Intranasal immunisation with recombinant Lactococcus lactis displaying either anchored or secreted forms of Proteus mirabilis MrpA fimbrial protein confers specific immune response and induces a significant reduction of kidney bacterial colonisation in mi

Proteus mirabilis, a common cause of urinary tract infections in humans, can express different fimbriae. MR/P fimbriae may contribute to bacterial colonisation, and its structural protein MrpA represents a promising candidate antigen for mucosal vaccination. Commercial complex vaccines have limited, short-lived protection and are incapable of eliciting mucosal responses against putative antigens related to virulence. The development of mucosal live vaccines using food-grade lactic acid bacterium Lactococcus lactis as antigen vehicle is an attractive alternative and a safe vaccination strategy against P. mirabilis infection.
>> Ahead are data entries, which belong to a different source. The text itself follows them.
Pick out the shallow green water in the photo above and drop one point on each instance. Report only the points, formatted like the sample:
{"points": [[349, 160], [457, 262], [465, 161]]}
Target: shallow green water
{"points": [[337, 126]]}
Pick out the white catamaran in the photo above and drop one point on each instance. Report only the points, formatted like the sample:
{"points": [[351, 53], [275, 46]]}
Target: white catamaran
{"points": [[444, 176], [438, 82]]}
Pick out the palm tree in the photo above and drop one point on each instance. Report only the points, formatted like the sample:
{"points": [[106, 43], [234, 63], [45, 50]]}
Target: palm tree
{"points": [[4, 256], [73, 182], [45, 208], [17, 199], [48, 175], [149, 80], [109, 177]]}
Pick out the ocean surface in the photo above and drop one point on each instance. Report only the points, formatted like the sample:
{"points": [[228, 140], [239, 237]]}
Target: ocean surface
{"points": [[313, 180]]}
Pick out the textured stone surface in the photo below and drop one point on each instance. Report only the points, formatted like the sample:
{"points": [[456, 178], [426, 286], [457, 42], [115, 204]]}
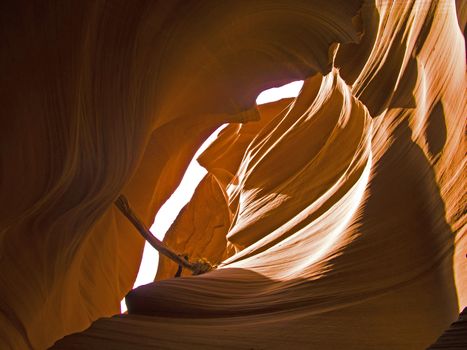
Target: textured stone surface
{"points": [[345, 206]]}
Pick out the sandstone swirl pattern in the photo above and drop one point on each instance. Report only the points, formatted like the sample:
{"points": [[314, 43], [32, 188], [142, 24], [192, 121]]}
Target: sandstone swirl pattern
{"points": [[337, 218]]}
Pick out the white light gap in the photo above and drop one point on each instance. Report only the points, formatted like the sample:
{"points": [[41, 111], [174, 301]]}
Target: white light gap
{"points": [[182, 195]]}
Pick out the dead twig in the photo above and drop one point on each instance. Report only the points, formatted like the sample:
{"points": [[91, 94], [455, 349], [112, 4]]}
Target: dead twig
{"points": [[198, 267]]}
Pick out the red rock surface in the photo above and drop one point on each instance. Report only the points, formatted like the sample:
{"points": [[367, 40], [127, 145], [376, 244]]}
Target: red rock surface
{"points": [[338, 217]]}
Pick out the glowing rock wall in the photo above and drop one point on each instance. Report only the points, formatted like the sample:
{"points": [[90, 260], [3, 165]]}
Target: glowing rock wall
{"points": [[343, 213]]}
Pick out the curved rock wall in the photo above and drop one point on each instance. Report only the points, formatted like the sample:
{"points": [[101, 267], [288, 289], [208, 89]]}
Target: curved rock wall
{"points": [[346, 206]]}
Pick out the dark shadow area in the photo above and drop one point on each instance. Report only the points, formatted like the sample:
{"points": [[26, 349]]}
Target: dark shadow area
{"points": [[436, 132]]}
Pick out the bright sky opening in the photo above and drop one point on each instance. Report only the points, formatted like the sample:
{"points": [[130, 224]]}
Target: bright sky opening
{"points": [[182, 195]]}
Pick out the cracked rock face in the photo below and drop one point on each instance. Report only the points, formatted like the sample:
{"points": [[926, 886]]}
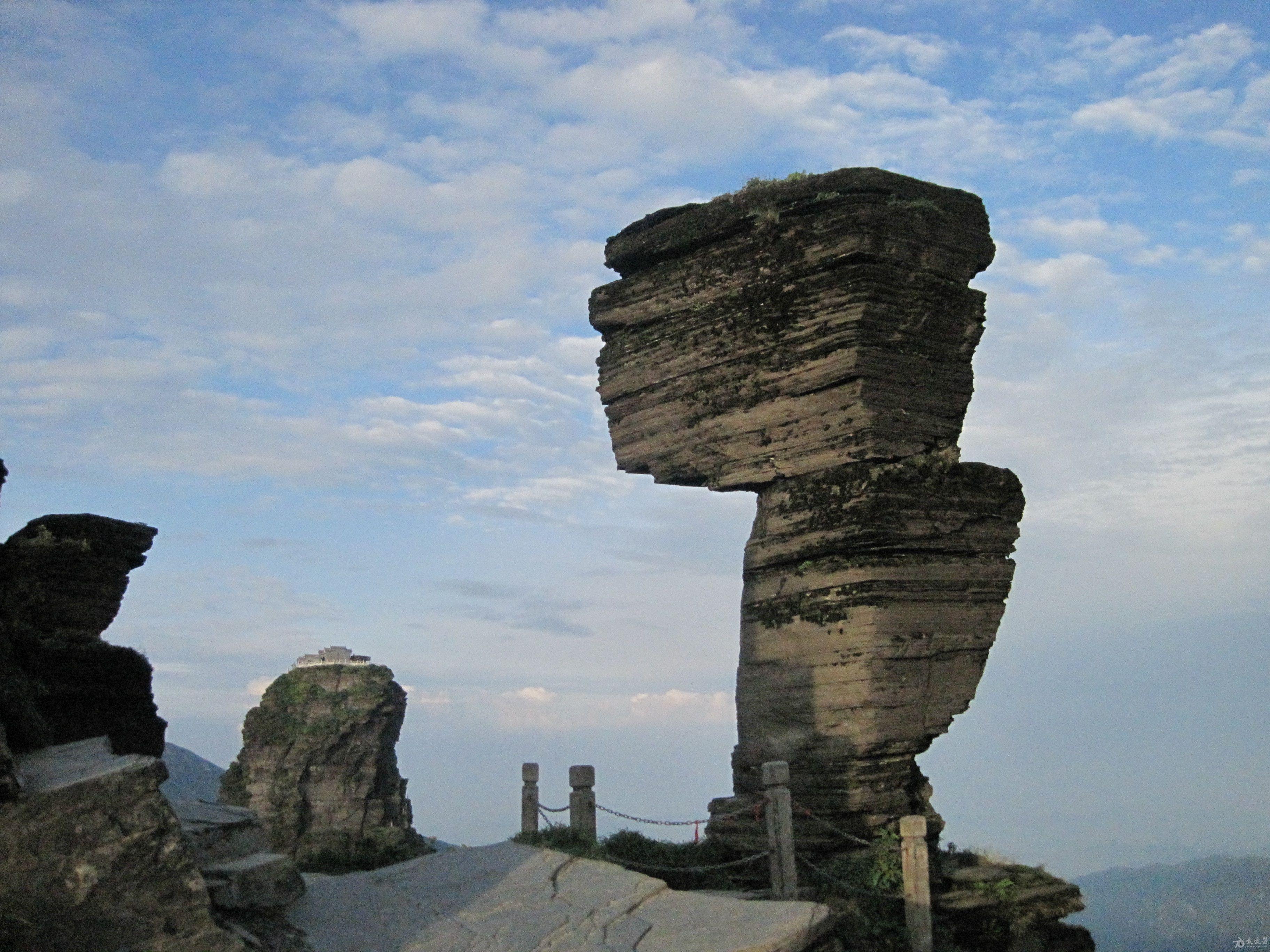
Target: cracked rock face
{"points": [[812, 341], [319, 767], [61, 583], [92, 858]]}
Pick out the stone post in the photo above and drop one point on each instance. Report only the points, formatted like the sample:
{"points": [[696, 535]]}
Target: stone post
{"points": [[582, 800], [780, 829], [530, 799], [917, 881]]}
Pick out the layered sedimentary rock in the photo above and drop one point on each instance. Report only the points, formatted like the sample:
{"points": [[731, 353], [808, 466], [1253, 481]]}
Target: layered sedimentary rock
{"points": [[92, 858], [61, 583], [319, 767], [811, 341]]}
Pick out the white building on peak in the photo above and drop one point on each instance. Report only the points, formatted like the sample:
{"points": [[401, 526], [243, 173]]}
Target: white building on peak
{"points": [[336, 654]]}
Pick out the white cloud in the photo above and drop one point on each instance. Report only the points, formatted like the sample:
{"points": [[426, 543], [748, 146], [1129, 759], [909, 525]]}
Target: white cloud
{"points": [[715, 707], [1201, 57], [1091, 233], [1248, 177], [535, 696], [921, 53], [615, 19]]}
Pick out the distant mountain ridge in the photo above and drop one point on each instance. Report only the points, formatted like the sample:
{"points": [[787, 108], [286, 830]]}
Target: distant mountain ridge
{"points": [[1202, 905], [190, 776]]}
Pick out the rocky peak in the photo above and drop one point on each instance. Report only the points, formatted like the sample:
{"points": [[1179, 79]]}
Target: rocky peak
{"points": [[812, 339], [319, 767]]}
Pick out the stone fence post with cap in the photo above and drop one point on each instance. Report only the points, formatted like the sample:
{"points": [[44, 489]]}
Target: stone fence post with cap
{"points": [[582, 800], [780, 829], [530, 799], [916, 865]]}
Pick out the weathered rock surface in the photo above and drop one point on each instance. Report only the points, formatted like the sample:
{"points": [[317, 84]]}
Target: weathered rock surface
{"points": [[61, 583], [994, 905], [812, 341], [92, 858], [319, 767], [510, 898]]}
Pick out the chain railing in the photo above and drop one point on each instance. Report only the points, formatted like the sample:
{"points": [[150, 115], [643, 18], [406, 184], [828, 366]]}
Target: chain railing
{"points": [[778, 809]]}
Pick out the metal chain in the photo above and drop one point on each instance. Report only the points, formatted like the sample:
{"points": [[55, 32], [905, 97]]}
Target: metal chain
{"points": [[690, 869], [644, 819], [841, 885], [548, 819], [830, 826], [676, 823]]}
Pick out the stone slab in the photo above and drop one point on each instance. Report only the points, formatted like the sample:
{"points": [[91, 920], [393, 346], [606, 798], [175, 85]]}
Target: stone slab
{"points": [[65, 764], [92, 858], [510, 898], [257, 881]]}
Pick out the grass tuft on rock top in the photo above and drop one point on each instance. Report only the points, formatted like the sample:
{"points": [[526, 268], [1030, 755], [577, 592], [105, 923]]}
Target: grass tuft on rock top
{"points": [[672, 861]]}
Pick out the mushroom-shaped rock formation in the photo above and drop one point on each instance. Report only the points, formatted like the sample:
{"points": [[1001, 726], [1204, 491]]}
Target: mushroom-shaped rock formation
{"points": [[811, 341]]}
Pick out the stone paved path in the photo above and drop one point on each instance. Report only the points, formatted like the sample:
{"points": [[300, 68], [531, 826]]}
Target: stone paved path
{"points": [[509, 898]]}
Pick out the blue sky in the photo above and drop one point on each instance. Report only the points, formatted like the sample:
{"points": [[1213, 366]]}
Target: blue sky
{"points": [[304, 286]]}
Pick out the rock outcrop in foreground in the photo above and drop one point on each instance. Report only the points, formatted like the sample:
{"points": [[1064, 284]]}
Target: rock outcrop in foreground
{"points": [[61, 583], [319, 767], [92, 858], [811, 341]]}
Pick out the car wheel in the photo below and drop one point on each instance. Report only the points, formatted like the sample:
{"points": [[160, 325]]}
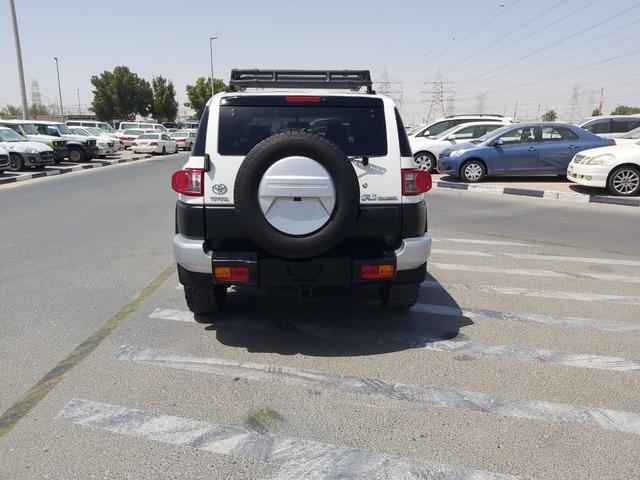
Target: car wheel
{"points": [[400, 296], [425, 161], [624, 181], [76, 155], [15, 162], [472, 171], [205, 300]]}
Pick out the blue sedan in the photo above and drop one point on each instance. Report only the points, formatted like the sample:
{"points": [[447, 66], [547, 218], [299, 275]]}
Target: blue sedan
{"points": [[541, 148]]}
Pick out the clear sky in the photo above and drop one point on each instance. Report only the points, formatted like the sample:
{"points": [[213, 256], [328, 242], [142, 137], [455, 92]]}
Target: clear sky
{"points": [[532, 52]]}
Here, we report the construction of L. lactis strains modified to produce MrpA via two cellular locations, cell wall-anchored and secreted. Protection assays against P. mirabilis infection and evaluation of the immune response generated after immunisation were conducted in a mouse model. MrpA protein was efficiently expressed by L. lactis strain and caused a significant induction of specific serum IgG and IgA in the animals immunised with L. lactis pSEC:mrpA and L. lactis pCWA:mrpA respectively. A significant reduction of renal bacterial colonisation was observed in both groups of mice (P < 0.05) after P. mirabilis challenge. This is the first example of a P. mirabilis fimbrial antigen expressed in a food-grade live strain with promising applications in vaccine design.